Ostatnio sen z powiek spędzają jej myśli: "Co się stanie z Kubą?". W połowie kwietnia, razem z mężem Iwona będzie musiała ponownie stawić się na rozprawie sądowej, na której zapadnie wyrok w sprawie, w którą zamieszany jest jej najstarszy pasierb.

Przypomnijmy: w 2009 r. Jakub i jego trzej koledzy napadli na 27-latka w Pile. Pobili go i skopali. W wyniku odniesionych obrażeń mężczyzna zmarł. Rok później Kuba i jego koledzy zostali skazani na dwa lata więzienia, 5400 zł grzywny oraz 8 tys. zł zadośćuczynienia. Wykonanie kary zostało jednak warunkowo zawieszone na pięć lat.

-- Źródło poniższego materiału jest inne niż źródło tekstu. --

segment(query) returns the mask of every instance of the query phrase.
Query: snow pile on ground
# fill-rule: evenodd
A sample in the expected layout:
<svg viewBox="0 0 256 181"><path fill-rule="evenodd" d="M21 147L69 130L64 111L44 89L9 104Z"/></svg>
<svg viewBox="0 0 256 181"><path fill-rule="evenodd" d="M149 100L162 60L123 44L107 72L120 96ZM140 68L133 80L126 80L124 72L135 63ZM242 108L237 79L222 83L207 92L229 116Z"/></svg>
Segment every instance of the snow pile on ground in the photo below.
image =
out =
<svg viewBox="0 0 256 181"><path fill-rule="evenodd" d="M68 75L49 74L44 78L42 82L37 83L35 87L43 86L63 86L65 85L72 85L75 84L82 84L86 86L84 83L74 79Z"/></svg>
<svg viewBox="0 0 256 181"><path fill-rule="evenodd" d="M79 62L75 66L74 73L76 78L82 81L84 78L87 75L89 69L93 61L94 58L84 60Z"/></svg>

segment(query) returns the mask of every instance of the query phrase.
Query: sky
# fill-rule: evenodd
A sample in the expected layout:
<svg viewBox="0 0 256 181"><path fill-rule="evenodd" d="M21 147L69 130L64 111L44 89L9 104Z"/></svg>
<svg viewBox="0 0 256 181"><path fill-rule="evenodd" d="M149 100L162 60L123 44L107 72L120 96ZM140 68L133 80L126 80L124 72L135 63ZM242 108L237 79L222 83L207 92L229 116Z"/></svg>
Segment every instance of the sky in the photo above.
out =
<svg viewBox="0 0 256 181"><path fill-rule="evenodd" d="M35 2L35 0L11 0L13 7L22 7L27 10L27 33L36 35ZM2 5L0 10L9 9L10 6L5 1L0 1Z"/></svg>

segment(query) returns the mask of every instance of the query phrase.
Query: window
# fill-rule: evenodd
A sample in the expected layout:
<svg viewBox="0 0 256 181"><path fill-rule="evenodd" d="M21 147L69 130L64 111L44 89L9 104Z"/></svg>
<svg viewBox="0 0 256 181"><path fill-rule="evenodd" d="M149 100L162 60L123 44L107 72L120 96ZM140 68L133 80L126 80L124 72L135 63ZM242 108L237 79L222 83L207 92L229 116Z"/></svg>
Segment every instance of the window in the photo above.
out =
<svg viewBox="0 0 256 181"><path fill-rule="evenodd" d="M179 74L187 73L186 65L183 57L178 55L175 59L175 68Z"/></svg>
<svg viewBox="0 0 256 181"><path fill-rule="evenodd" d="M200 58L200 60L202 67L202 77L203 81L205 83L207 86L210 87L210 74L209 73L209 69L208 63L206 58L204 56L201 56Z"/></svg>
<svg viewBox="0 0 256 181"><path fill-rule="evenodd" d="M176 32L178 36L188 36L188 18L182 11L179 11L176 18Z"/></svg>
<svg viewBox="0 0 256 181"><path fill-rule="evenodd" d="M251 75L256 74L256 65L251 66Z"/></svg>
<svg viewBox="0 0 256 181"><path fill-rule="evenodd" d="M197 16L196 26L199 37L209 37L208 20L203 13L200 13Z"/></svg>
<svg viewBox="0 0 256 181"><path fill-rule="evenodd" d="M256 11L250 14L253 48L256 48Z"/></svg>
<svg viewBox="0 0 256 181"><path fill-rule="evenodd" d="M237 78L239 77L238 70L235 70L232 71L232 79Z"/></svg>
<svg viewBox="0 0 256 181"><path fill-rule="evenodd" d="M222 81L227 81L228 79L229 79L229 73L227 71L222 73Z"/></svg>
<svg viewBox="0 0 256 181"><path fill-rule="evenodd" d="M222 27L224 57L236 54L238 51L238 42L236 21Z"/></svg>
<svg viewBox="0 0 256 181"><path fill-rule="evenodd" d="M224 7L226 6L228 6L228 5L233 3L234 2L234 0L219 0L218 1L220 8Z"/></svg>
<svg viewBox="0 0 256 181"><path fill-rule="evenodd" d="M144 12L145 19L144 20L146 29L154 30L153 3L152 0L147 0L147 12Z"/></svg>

Koszmar rodziny powrócił w październiku ubiegłego roku, gdy Sąd Apelacyjny zakwestionował wyrok i skierował sprawę do Sądu Najwyższego. Ten zaś nakazał Sądowi Okręgowemu w Poznaniu zacząć sprawę od nowa. Wprawdzie teraz Jakub jest na wolności, ale nie wiadomo, jak długo będzie się nią cieszył.

10 kwietnia, po raz kolejny usłyszy wyrok sądowy. Już ostateczny.

Gdy dziennikarze tygodnika "Dobry Czas" poprosili Wojciecha Oświęcimskiego o komentarz, był bardzo powściągliwy:

- Boję się, że w mediach zostanie to przekręcone. Taką samą postawę przyjęła Iwona. Kiedyś niesiona matczynymi uczuciami powiedziała, że Kuba to dobry i wrażliwy chłopak. Posypały się na nią gromy. Bo jak to, taki dobry i zabił człowieka? Tam było kilku chłopaków, a ludzie źle mówią tylko o nim. Dlaczego? Bo jest rodziną Iwony! - uzasadnia.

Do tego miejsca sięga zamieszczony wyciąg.